I love novellas, I really do. All of the story, none of the padding. Although I hesitated a bit as I typed that last line, because Rain could, I suppose, technically be shorter and tighter. Plot-wise, it could be condensed down to a short story... but the purpose of a novella, I think, is to explore emotion and mood and the small places of ambiguity in ways that an even more limited word can't always achieve. And Gunn succeeds in that very well here, both in what she writes and what she chooses not to write. Her wording is so compelling, and the repetition of all that water imagery provides thematic emphasis without becoming tiresome or laboured. Really it's just beautifully told. The sadness and shock inherent in the story - and it's certainly a confronting narrative in a number of ways - is sanded down into restraint and allusion, turning firmly away from melodrama. It's lovely, quiet, and polished.

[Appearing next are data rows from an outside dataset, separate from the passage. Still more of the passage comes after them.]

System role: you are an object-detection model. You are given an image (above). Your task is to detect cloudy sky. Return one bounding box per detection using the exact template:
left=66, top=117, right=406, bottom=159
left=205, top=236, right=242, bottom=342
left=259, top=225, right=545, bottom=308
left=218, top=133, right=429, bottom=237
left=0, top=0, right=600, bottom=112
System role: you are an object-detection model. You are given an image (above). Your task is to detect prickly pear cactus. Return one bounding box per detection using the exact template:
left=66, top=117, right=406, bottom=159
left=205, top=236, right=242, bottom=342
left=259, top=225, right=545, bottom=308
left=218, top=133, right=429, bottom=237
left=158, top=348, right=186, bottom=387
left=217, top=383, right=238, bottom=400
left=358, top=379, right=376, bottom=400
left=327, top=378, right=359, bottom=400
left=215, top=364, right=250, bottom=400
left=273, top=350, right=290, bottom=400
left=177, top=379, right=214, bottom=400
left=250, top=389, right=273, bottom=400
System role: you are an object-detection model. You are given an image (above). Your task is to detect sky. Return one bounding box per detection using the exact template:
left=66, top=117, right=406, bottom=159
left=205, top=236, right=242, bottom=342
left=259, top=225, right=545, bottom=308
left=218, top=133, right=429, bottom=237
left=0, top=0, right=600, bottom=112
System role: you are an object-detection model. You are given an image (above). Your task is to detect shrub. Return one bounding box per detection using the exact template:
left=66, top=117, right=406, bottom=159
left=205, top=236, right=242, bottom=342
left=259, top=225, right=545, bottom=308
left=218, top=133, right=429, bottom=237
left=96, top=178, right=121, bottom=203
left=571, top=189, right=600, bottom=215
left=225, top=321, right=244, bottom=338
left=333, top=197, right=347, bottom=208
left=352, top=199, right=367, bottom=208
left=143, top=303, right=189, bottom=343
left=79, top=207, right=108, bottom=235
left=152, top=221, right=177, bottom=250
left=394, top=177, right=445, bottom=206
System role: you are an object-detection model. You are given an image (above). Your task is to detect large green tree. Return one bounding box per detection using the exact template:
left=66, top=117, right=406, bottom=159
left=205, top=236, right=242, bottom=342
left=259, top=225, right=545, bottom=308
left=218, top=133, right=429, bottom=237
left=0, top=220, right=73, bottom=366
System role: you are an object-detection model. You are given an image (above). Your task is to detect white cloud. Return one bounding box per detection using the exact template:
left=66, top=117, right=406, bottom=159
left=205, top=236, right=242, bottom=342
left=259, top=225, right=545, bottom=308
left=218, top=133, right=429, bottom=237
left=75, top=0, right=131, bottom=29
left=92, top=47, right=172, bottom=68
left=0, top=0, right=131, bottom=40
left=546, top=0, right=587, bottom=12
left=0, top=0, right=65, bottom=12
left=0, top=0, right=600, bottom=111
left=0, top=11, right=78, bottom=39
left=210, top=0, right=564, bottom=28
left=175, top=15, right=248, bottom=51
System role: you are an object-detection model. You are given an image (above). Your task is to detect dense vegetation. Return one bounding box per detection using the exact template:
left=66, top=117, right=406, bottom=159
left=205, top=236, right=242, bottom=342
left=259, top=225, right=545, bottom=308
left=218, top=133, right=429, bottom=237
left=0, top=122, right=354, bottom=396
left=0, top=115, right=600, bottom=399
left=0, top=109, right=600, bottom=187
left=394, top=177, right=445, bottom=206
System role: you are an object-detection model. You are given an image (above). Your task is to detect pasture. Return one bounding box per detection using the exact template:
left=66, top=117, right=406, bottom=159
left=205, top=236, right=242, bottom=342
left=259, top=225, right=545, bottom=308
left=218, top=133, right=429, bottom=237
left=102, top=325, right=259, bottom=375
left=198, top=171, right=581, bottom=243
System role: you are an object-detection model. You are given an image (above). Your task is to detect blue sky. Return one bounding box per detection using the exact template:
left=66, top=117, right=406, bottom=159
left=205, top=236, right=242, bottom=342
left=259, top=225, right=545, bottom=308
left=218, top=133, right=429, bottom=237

This play about an English professor dying of cancer is astonishingly good. It's biting and bleakly funny and heartbreaking, and when I got to the back and read in the "about the author" section that it was Edson's first play I nearly threw up my hands and gave up writing altogether, because it's just plain horrifying to be so good on your first shot. The combination of Donne's sonnets and biochemistry, the jumping back and forth between English and science, between past and present, is done so easily. So easily. I'm sure it wasn't anywhere near effortless but Edson makes it look that way. And the main character is so compelling, so uncompromising and so brutally honest in her reactions to what is happening to her.
There's nothing about this that I don't love.
There's nothing about this that I don't love.